Extrait du chapitre 10 — Prélude à l’Europe à vélo
Un matin, une douleur sourde s’était transformée en véritable torture.
Mon oreille droite était complètement bouchée, comme si un rideau épais s’était tiré sur le monde.
Impossible d’entendre.
Les sons étaient étouffés, flous, douloureux. J’étais temporairement sourd d’une oreille, et la pression ne me laissait aucun répit.
Pour un musicien, cette perte soudaine avait quelque chose de vertigineux.
Mon rapport au monde passait par le son : les voix, les orgues, les résonances des lieux, le bruissement de la ville.
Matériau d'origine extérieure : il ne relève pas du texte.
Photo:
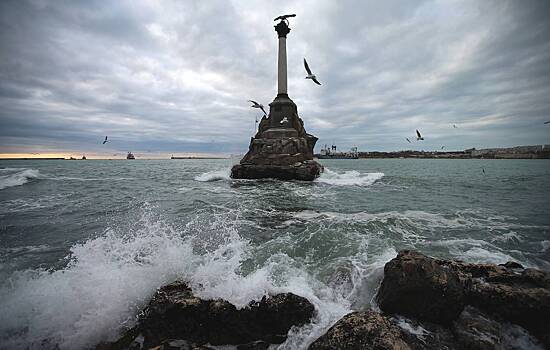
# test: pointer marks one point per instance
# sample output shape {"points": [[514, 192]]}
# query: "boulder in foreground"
{"points": [[175, 313], [436, 290], [362, 330]]}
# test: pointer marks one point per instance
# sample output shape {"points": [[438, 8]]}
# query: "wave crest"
{"points": [[348, 178], [10, 177], [214, 175]]}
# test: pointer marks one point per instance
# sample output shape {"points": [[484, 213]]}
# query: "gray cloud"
{"points": [[175, 76]]}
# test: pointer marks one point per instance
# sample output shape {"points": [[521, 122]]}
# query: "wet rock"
{"points": [[437, 290], [512, 265], [477, 331], [175, 313], [257, 345], [179, 344], [425, 335], [306, 171], [362, 330], [416, 286]]}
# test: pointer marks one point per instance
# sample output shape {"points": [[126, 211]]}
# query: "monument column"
{"points": [[282, 30]]}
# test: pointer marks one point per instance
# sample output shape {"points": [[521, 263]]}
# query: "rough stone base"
{"points": [[304, 171]]}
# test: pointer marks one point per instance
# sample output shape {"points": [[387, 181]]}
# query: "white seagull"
{"points": [[309, 74], [257, 105]]}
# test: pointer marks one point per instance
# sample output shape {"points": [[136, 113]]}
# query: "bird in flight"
{"points": [[309, 74], [283, 17], [257, 105]]}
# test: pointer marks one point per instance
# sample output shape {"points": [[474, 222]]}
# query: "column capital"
{"points": [[282, 29]]}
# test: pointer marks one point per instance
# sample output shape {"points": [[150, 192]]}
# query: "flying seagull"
{"points": [[284, 17], [309, 74], [257, 105]]}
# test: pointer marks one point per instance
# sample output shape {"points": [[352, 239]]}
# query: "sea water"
{"points": [[85, 244]]}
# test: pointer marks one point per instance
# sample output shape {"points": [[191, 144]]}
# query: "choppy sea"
{"points": [[85, 244]]}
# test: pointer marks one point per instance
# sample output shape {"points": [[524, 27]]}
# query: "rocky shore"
{"points": [[424, 303]]}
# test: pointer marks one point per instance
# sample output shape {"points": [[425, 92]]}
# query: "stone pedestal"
{"points": [[281, 148]]}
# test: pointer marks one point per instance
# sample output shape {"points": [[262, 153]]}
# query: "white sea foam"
{"points": [[348, 178], [10, 177], [407, 325], [215, 175], [111, 277]]}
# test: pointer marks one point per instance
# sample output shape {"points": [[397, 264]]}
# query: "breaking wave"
{"points": [[215, 175], [10, 177], [348, 178], [109, 279]]}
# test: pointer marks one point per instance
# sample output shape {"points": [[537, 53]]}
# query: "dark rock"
{"points": [[257, 345], [306, 171], [175, 313], [281, 149], [477, 331], [425, 335], [437, 290], [362, 330], [512, 265], [416, 286], [179, 344]]}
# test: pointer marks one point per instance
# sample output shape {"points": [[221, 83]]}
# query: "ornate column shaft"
{"points": [[282, 30]]}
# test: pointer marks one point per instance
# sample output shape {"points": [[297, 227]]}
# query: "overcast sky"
{"points": [[175, 76]]}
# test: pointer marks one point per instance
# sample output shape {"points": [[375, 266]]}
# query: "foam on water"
{"points": [[348, 178], [10, 177], [214, 175], [110, 278]]}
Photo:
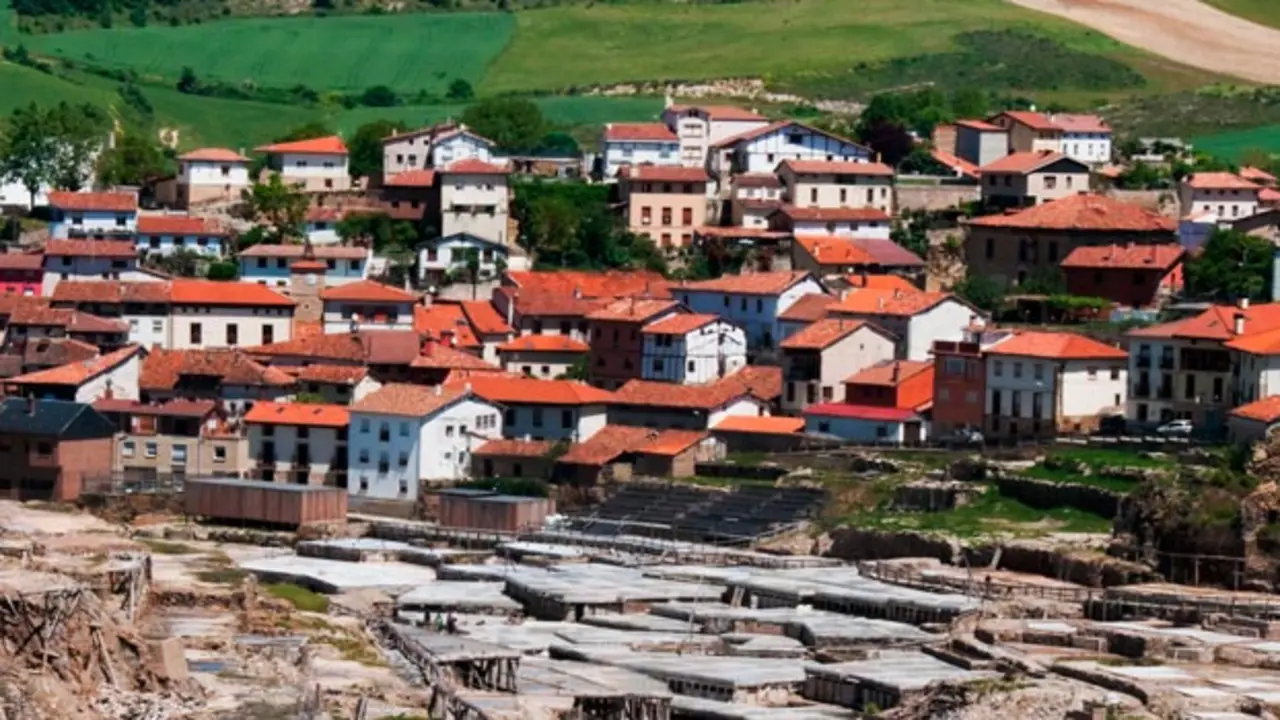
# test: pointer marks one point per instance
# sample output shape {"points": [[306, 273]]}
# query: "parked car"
{"points": [[1175, 428]]}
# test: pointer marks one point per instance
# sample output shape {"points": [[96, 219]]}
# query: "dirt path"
{"points": [[1187, 31]]}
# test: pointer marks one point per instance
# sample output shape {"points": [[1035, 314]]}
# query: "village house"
{"points": [[51, 449], [297, 443], [1042, 384], [211, 174], [545, 356], [1011, 247], [405, 434], [638, 144], [1133, 276], [885, 404], [366, 304], [114, 374], [315, 164], [92, 214], [821, 183], [752, 301], [691, 349], [915, 318], [1023, 180], [664, 204], [817, 359]]}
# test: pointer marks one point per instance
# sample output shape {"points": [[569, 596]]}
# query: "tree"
{"points": [[1230, 265], [460, 90], [280, 206], [512, 123], [365, 147]]}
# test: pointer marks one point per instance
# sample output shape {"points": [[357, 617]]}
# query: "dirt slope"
{"points": [[1187, 31]]}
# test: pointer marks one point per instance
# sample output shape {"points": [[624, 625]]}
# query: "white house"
{"points": [[750, 301], [92, 214], [915, 318], [315, 164], [405, 434], [475, 200], [691, 349], [763, 149], [636, 144], [1050, 383], [211, 174], [439, 256], [371, 305]]}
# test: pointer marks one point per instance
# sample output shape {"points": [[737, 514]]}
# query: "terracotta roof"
{"points": [[1056, 346], [809, 308], [330, 145], [1024, 163], [513, 449], [80, 372], [753, 283], [528, 391], [161, 369], [91, 249], [95, 201], [544, 343], [837, 168], [680, 323], [444, 318], [484, 318], [411, 178], [225, 294], [822, 335], [760, 424], [368, 291], [408, 400], [835, 214], [1091, 213], [214, 155], [639, 132], [663, 173], [1125, 258], [178, 226], [1217, 181], [311, 415], [891, 373], [888, 302], [1266, 410], [631, 310]]}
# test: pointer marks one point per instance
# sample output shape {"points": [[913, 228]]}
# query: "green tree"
{"points": [[512, 123], [282, 208], [1230, 265], [366, 147]]}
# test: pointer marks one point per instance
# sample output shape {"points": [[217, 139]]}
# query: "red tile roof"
{"points": [[305, 414], [639, 132], [752, 283], [332, 145], [680, 323], [95, 201], [1056, 346], [80, 372], [543, 343], [837, 168], [1125, 258], [408, 400], [91, 249], [822, 335], [213, 155], [178, 226], [1091, 213], [366, 291], [760, 424]]}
Tout cela semblait maintenant rejeté derrière une paroi invisible.
Par un concours de circonstances presque irréel, nous avons rencontré un ORL dans un petit cabinet parisien.
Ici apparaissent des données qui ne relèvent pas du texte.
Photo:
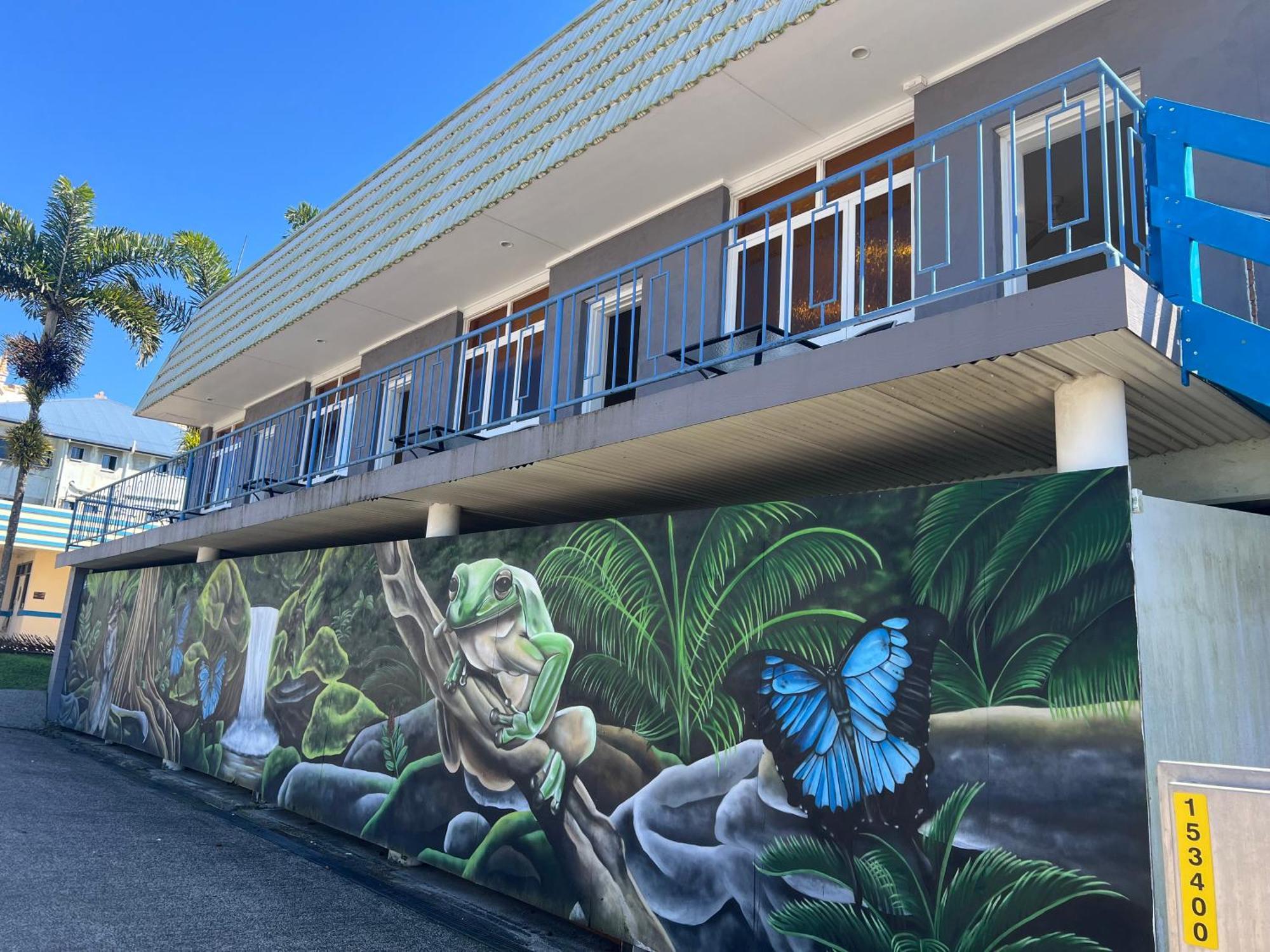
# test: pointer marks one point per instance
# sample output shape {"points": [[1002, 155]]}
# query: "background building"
{"points": [[96, 442]]}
Comme nous n’avions pas d’assurance, je lui ai proposé une peinture en échange du traitement.
Une oreille stylisée, rougeoyante, traversée de mouvements circulaires — comme une spirale de feu.
Il a accepté.
L’intervention fut simple, mais décisive.
Une légère incision.
Un liquide s’est écoulé.
La pression est tombée.
Puis, peu à peu, le monde est revenu.
Les sons reprenaient leur profondeur. Les voix retrouvaient leurs contours. L’espace respirait de nouveau autour de moi.
Je me suis senti renaître.
Ce troc inattendu — une œuvre contre une guérison — est resté gravé en moi comme l’un des plus intimes.
Cette fois, ce n’était pas seulement une peinture qui permettait de manger, de dormir ou de poursuivre la route.
C’était le corps qui parlait.
Et l’art qui répondait.
À Saint-Denis, une peinture en forme d’oreille est devenue le prix symbolique d’un monde retrouvé — comme si la création avait rendu au silence son souffle et à la musique son passage.